Additionally, your pet isn’t the only one at risk in a situation like this. A wrong move could also damage your (probably costly) 3D printer, compromising its quality and longevity.
However, if you have no choice but to keep your dog or cat with you, it’s essential to exclusively use PLA filament as your material of choice and keep your pet in some type of enclosure.
Additionally, it’s crucial to keep the area well-ventilated constantly; otherwise, the fumes could turn dangerous much quicker than you’d think.
How To 3D Print a Pet Toy
Now that you know 3D printing a pet toy is safe and doable, you might wonder what’s the best way to design one for your own dog or cat.

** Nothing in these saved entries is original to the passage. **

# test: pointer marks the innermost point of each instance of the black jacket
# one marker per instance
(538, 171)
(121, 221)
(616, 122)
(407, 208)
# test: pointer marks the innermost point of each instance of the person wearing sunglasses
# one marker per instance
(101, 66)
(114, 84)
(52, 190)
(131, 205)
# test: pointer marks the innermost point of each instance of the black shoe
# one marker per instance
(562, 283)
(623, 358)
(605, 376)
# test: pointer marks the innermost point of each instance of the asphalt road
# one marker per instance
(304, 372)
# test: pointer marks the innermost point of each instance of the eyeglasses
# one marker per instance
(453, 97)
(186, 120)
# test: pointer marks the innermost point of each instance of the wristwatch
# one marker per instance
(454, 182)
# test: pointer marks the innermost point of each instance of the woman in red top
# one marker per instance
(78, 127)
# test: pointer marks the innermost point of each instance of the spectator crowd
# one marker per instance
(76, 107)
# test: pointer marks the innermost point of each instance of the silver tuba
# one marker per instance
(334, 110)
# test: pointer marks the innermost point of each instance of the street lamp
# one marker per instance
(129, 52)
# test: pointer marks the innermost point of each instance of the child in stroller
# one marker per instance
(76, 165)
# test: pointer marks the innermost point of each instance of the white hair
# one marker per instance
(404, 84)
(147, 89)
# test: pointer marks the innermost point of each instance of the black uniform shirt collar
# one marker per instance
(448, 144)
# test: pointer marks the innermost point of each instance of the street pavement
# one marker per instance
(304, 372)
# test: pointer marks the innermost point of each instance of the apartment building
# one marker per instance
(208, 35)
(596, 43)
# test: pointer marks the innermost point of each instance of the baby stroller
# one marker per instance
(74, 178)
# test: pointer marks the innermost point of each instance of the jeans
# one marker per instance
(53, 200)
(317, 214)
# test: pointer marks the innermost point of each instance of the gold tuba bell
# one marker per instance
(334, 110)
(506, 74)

I’d start by choosing your favorite, high-quality PLA filament. By doing so, you’ll ensure the rest of the process will go as smoothly as possible.
Here’s what you’ll want to do next:
- Slice your design.
- Save your design on your SD card.
- Install your choice of PLA filament.
- Start your print.
For designs, you can check sites like thingiverse.com.
3D printed dog and cat toys are safe to use if you choose the right printing materials. PLA is usually the best-suited filament for this purpose due to its non-toxic properties.
However, even if some 3D printed designs are safe for pets to play with, it’s usually best to keep any dogs or cats outside the printing room while the equipment is on, as otherwise, you’d have to deal with a wide range of possible hazards.